Roll into larger balls (approximately 2 inches) and leave lots of space, these things spread like crazy. I got about 8 on a parchment lined (important, line with parchment) cookie sheet.
Bake at 375 for 10 minutes. Edges should be crisp and the middle will look un-done. (Really, you’ll think you should cook them more, but you shouldn’t if you want them to be soft like Little Debbie’s) Remove from oven and allow to cool on cookie sheet for 10 minutes. If you remove them early, they will disintegrate. Before they cool, you can use a spatula to separate and round them out, they are very pliable, just kind of push them into submission.
While cookies are baking, make the cream filling
¾ cup butter, softened
3 cups powdered sugar
¼ cup sour cream
1 vanilla bean
Cream butter. Add powdered sugar and mix until combined. Add sour cream and inside of the vanilla bean (you could sub 1-2 tsp of real liquid vanilla, but the bean is better). Mix well until combined.

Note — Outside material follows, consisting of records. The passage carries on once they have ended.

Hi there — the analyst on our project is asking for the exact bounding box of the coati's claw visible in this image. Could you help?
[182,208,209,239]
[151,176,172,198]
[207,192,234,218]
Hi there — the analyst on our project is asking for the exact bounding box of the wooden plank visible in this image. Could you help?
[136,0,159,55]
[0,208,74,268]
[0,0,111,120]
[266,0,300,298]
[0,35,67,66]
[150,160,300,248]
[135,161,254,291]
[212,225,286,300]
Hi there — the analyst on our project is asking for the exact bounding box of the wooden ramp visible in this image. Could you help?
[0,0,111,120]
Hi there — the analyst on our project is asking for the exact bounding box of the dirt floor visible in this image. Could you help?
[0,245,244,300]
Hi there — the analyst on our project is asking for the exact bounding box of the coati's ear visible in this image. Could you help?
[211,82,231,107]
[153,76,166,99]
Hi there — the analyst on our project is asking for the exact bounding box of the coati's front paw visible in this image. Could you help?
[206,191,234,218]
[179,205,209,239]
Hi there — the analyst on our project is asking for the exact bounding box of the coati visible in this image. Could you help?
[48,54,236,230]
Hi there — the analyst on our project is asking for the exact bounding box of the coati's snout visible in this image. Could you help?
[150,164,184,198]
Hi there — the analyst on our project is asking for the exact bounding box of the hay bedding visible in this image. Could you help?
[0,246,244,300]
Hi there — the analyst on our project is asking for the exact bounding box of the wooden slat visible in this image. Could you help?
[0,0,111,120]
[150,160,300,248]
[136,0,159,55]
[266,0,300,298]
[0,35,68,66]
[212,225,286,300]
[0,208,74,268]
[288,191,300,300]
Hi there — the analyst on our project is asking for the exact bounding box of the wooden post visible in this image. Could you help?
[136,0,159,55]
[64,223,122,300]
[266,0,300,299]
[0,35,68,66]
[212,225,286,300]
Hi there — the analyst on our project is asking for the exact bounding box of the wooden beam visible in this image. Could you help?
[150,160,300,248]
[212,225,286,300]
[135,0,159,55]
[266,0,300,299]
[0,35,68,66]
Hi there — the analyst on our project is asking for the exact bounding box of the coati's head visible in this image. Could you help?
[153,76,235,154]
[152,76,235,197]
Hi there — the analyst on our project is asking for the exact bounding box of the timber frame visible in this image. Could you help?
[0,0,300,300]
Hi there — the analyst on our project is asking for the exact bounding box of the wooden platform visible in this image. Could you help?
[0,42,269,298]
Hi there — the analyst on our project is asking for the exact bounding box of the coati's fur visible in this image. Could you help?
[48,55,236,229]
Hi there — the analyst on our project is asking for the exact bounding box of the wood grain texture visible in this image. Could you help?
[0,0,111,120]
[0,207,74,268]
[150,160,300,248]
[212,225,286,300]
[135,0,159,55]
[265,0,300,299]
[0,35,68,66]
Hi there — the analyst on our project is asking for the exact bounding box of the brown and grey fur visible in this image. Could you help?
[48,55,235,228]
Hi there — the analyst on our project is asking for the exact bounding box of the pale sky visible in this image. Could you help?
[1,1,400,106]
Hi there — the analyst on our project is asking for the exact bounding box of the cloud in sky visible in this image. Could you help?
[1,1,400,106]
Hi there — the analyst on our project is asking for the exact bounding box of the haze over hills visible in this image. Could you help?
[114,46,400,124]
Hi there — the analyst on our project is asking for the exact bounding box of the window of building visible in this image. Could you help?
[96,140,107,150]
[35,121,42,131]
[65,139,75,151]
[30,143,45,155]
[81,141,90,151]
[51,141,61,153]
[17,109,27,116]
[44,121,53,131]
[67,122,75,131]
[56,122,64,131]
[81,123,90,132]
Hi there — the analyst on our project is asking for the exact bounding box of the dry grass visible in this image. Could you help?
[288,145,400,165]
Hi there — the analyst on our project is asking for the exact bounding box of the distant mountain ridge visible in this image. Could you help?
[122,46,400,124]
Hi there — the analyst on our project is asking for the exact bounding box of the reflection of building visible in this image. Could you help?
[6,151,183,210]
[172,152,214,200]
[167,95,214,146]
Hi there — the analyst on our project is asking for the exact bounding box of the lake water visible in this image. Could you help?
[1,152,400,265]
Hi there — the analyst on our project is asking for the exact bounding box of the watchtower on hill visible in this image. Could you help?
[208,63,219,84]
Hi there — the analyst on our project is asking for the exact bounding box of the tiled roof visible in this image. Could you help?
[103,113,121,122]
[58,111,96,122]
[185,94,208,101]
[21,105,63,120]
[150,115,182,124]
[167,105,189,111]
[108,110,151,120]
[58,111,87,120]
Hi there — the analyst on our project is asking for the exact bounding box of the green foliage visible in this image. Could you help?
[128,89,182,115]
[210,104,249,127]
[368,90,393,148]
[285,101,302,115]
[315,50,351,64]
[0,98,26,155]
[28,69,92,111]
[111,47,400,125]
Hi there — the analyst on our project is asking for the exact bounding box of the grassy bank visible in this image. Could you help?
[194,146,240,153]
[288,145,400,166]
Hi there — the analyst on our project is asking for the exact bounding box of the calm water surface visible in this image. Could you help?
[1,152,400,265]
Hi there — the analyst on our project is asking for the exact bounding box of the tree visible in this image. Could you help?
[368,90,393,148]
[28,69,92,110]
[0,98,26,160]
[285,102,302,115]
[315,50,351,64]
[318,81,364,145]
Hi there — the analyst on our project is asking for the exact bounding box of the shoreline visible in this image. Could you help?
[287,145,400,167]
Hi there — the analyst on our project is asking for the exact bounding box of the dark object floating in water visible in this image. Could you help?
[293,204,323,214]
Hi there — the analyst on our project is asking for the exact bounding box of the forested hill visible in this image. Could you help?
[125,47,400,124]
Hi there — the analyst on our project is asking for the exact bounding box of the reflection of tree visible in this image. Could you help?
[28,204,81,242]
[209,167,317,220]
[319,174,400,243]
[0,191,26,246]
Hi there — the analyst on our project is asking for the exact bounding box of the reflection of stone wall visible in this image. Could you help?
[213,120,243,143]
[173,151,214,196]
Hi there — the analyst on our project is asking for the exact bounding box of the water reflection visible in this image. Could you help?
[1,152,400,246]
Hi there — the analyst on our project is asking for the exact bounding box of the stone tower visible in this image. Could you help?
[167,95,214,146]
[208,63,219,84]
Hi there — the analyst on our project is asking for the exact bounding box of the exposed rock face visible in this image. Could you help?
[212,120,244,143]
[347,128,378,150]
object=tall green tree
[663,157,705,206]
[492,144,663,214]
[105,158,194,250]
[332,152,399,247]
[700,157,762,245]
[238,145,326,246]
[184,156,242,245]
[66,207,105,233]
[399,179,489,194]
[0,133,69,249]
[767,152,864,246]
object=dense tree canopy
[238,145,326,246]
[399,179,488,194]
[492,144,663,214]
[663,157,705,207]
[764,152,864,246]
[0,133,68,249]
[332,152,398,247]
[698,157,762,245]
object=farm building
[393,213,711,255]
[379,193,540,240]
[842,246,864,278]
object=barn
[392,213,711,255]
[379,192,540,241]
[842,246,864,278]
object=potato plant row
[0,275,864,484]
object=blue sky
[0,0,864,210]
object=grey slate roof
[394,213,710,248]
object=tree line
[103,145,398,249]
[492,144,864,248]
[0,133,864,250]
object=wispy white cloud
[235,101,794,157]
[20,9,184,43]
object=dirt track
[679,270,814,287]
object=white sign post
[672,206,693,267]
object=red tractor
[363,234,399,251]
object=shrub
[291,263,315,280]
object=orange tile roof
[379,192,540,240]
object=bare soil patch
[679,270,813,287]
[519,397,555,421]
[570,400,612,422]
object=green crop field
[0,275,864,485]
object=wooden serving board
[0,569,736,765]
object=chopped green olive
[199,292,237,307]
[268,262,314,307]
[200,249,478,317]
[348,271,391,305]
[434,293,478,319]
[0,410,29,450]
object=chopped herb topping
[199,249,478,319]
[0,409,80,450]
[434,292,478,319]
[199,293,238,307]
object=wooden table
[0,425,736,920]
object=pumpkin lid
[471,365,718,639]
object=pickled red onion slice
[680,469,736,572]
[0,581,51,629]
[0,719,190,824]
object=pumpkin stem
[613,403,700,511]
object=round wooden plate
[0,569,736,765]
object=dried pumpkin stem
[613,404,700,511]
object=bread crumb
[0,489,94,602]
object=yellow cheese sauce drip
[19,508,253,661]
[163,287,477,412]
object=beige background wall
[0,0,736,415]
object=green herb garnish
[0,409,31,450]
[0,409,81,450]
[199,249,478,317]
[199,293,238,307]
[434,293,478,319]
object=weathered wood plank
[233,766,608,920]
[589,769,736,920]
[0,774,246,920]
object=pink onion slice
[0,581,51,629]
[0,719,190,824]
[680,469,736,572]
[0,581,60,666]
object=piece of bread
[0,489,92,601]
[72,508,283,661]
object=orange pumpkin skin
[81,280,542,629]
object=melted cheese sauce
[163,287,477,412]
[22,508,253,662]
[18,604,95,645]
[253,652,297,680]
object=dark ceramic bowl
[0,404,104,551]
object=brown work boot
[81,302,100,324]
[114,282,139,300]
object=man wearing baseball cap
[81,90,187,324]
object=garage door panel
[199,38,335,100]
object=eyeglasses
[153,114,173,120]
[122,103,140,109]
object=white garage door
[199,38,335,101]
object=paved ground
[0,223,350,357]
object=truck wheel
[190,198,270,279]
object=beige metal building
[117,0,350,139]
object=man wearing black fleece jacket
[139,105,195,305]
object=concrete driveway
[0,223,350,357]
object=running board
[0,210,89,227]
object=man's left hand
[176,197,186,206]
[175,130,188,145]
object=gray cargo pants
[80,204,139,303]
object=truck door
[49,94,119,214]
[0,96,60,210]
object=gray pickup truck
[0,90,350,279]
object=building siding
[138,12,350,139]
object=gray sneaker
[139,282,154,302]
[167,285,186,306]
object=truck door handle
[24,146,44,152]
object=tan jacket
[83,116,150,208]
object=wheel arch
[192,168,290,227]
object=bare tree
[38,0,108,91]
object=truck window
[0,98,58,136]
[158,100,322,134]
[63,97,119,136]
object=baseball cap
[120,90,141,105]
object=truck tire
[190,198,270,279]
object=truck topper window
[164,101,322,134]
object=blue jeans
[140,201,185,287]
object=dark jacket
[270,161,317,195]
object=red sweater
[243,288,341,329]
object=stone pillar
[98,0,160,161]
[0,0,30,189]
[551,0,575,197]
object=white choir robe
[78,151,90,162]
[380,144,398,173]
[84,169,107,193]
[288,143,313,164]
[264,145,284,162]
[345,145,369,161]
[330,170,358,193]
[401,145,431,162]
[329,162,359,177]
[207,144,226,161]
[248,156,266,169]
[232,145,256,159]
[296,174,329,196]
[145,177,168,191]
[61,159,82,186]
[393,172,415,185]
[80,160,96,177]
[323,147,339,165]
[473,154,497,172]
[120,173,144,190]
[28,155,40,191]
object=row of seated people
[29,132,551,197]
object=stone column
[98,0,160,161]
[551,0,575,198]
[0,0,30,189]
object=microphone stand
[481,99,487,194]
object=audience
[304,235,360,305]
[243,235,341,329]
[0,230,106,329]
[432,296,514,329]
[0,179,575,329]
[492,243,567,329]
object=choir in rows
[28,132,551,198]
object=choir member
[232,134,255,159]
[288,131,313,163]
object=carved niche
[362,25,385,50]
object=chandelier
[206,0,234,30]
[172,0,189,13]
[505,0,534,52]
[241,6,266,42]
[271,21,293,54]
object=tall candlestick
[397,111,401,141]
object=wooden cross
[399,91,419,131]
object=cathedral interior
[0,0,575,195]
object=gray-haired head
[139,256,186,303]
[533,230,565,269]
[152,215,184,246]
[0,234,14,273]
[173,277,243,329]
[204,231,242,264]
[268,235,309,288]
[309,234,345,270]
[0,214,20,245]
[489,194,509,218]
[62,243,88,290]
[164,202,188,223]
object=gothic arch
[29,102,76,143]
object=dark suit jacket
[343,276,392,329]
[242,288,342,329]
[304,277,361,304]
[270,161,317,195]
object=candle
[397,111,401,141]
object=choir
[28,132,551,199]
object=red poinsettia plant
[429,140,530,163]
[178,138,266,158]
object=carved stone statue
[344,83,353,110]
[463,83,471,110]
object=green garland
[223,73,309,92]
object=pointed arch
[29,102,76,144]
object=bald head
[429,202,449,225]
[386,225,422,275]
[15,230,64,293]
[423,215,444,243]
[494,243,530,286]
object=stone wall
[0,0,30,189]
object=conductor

Add 1 tbsp of filling to each pair of cookies and sandwich together. Eat. Share…or not, I won’t tell.
Store in the fridge (or the freezer). Cookies will set up better after about an hour in the fridge.
*For a crisper cookie, more cookie than “Little Debbie” style, you can increase the oats to 3 cups and decrease the pumpkin/almond meal to 3/4 cups. Follow all the directions, just make sure the middles look done when you pull them out.